Don't get your willy out in the middle of a crowded cafe

Don't use a breastfeed as an opportunity to stick your finger up my nose or in my belly button

Don't ask your mother whether she's going for a poo and whether you can look at it after, again when there are visitors in the house.

Flibbertyjibbet · 30/04/2013 15:11

Don't confuse expensive face cream with finger paints.

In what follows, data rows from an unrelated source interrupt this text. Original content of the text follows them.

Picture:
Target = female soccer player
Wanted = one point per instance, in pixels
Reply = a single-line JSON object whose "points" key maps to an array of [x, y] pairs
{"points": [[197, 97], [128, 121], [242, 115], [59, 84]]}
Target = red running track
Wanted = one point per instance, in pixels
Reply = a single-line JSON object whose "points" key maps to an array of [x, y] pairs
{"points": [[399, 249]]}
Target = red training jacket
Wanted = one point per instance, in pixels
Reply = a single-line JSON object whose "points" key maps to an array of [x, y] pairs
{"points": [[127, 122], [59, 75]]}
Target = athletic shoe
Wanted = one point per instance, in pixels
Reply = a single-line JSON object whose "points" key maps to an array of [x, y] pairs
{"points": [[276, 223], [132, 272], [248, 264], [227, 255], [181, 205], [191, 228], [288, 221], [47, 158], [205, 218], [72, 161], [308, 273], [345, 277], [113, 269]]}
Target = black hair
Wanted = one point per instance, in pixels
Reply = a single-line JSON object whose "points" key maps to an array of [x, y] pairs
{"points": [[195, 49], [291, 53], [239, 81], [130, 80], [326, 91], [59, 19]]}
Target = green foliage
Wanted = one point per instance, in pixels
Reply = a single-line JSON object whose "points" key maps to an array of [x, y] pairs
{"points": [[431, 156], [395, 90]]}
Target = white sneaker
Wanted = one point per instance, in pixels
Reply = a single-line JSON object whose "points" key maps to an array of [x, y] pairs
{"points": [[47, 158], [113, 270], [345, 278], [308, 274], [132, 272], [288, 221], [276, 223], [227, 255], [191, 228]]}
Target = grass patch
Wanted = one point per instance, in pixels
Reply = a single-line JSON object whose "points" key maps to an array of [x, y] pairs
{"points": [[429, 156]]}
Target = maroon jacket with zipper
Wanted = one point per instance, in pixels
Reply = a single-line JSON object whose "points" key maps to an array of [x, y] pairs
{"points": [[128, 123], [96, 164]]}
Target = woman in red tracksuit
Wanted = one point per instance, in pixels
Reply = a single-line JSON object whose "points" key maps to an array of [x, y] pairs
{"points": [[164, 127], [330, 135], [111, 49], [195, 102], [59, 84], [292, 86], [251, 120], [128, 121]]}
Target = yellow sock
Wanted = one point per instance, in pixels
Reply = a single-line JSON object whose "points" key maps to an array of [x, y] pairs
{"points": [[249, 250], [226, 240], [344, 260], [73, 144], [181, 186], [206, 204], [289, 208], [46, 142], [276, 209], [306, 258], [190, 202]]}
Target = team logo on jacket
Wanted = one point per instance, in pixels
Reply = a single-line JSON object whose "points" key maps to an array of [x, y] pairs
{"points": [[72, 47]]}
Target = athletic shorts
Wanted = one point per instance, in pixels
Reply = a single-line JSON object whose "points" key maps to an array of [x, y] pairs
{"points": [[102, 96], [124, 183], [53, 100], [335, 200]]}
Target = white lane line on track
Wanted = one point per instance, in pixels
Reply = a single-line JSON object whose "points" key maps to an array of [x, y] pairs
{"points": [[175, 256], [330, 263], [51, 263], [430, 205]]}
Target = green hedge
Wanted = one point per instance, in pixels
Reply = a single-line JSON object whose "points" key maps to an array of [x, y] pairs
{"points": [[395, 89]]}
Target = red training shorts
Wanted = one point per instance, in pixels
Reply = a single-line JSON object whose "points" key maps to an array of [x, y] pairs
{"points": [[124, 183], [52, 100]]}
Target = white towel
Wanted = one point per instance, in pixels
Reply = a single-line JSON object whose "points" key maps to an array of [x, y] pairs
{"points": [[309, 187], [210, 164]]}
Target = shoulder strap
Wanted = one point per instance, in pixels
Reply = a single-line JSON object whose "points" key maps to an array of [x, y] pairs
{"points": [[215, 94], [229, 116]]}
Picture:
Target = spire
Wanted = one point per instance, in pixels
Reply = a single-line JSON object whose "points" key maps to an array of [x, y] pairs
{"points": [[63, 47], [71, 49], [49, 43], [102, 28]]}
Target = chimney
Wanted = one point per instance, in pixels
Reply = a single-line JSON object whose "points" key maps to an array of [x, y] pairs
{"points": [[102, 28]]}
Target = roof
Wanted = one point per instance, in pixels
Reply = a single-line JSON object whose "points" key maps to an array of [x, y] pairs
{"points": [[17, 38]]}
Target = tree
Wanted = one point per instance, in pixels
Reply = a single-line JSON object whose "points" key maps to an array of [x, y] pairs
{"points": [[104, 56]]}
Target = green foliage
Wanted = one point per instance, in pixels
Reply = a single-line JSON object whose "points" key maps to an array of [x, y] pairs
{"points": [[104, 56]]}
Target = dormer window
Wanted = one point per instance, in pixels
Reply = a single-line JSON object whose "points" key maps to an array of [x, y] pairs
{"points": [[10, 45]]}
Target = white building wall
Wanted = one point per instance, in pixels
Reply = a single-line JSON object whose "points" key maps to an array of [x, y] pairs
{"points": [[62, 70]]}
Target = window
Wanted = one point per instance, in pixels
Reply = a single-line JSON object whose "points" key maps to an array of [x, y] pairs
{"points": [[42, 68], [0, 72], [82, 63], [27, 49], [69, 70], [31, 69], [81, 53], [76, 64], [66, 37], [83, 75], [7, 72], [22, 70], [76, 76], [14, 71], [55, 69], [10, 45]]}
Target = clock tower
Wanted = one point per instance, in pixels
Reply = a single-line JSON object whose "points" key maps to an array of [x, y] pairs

vladthedisorganised · 30/04/2013 15:35

The floorboards are not a post box.
The floorboards are not DVD players either.
The floorboards are not a cash machine either. Alas, no money will come out if you put Mummy's credit card between them.
Do not repeat any of the words Mummy uses when she finds out you've been using the floorboards as a cash machine.
Do not repeat any of the words Daddy uses when he takes up the floorboards.
Do not choose this point to suggest 'Do you think there's a really big mouse down there?'

manchestermummy · 30/04/2013 15:56

Drawing on the wall will not prevent a fire.
Do not throw mummy's glasses at her at 6 a.m. She knows where they are.
Antique dressers are not a suitable surface on which to practice writing.
I do not need a label with my name on stuck to me at all times.
For immediate attention before an epsiode of vomitting, "I am going to be sick" tends to work better than "I am going to feel sick".

OrWellyAnn · 30/04/2013 16:44

Sticking your nose in between your sisters bum cheeks is not acceptable. Asking her to fart whilst you do so is just downright weird!